Reset password, if anyone forgot his password [closed]

Question

Closed. This question needs details or clarity. It is not currently accepting answers.

---

Want to improve this question? Add details and clarify the problem by editing this post.

Closed 8 years ago.

Improve this question

I am trying to create reset password in html. When i submit reset button, it will go to ResetPasswordServlet. Then the controller will go from servlet to CustomerDAO. There, it need to update the database. I created database connection also. I tested it but it is not working (not updated in the database.) I know that there is something wrong with my code but i am unable to figure it out.

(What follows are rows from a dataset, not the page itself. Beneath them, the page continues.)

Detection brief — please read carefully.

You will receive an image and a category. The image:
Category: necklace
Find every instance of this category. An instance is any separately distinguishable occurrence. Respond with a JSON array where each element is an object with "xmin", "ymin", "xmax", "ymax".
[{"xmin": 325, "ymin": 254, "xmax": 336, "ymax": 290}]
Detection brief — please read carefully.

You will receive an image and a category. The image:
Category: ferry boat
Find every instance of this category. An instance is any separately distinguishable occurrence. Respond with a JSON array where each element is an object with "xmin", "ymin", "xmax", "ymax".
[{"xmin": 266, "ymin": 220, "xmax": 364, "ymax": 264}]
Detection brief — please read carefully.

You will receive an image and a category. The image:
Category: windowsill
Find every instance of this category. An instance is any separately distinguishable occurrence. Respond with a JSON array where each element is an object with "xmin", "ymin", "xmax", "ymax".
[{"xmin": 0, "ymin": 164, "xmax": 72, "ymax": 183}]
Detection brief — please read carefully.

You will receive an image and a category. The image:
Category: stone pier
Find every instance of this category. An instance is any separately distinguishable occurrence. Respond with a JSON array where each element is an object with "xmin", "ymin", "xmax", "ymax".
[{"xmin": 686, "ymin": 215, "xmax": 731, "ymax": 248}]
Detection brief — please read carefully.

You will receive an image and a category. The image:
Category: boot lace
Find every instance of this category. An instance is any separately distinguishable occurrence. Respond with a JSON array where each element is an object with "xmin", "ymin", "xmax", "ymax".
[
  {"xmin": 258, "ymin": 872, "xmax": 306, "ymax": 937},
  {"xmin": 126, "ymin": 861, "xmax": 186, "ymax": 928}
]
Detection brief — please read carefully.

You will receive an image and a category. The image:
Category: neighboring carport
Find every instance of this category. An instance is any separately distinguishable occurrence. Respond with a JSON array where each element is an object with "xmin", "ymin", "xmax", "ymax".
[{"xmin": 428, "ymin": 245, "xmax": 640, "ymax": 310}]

Here is my code. Can anybody help me to figure it out where i am doing wrong. Thank You so much.

ResetPasswordServlet

package com.dao;
   
/**
 * @see HttpServlet#HttpServlet()
 */
public ResetPasswordServlet() {
    super();
    // TODO Auto-generated constructor stub
}

/**
 * @see HttpServlet#doGet(HttpServletRequest request, HttpServletResponse response)
 */
protected void doGet(HttpServletRequest request, HttpServletResponse response) throws ServletException, IOException {
    // TODO Auto-generated method stub
    
    PrintWriter out = response.getWriter();
    
    out.println("<html><body>");
    out.println("<center><h2>Reset your password</h2></center>");
    out.println("<form action=ResetPassword method=post>");
    out.println("Enter your username <input type=text name=LoginId><br> ");
    out.println("Enter your new Password<input type=password name=password><br>");
    out.println("Confirm your new Password <input type=password  name=confirm><br>");
    out.println("<input type=submit value=RESET>");
    out.println("</form>");
    out.println("</body></html>");
    
}

/**
 * @see HttpServlet#doPost(HttpServletRequest request, HttpServletResponse response)
 */
protected void doPost(HttpServletRequest request, HttpServletResponse response) throws ServletException, IOException {
    // TODO Auto-generated method stub
    CustomerDAO customerDAO = new CustomerDAO();
    String loginId = request.getParameter("LoginId");
    String loginPassword = request.getParameter("password");
    String confirmPassword = request.getParameter("confirm");
    
    Login login = customerDAO.resetPassword(loginId, loginPassword, confirmPassword);
}

}

CustomerDAO

public Login resetPassword(String loginId, String loginPassword, String confirmPassword) {
    Login login = null;
    try {
        BaseDAO baseDAO = new BaseDAO();
        Connection c =baseDAO.getConnection();
        String query = "update test.Customer set LoginPassword=?, ConfirmPassword=? where LoginId=?" ; 
        PreparedStatement ps = c.prepareStatement(query);
        ps.setString(1, loginId);
        ps.setString(2, loginPassword);
        ps.setString(3, confirmPassword);
        System.out.println(loginId);
        System.out.println(loginPassword);
        System.out.println(confirmPassword);
        
        int i = ps.executeUpdate();
        if(i==1) {
            System.out.println("record updated successfully");
        }else {
            System.out.println("record not updated.");
        }
        c.close();
    }catch(Exception e) {
        e.printStackTrace();
    }
    return login;
}

I did some changes in the code.

When i submit the button, it is not showing any error and also not updated in the database. In CustomerDAO, the else block is executed and the record not updated is printed.

Answer 1

Your problem is in the following code:

    String query = "update test.Customer set LoginPassword=?, ConfirmPassword=? where LoginId=?" ; 
    PreparedStatement ps = c.prepareStatement(query);
    ps.setString(1, loginId);
    ps.setString(2, loginPassword);
    ps.setString(3, confirmPassword);

The order of your placeholders in your SQL query string is:

• LoginPassword
• ConfirmPassword
• LoginId

But the order of parameters is

• LoginId
• LoginPassword
• ConfirmPassword

So you are trying to update the record with LoginId of value ConfirmPassword which is very unlikely to exist.

N.B. Why are you storing the confirm password? Wouldn't it make more sense for the servlet to check that LoginPassword is equal to ConfirmPassword and showing an error if it isn't rather than updating the DB?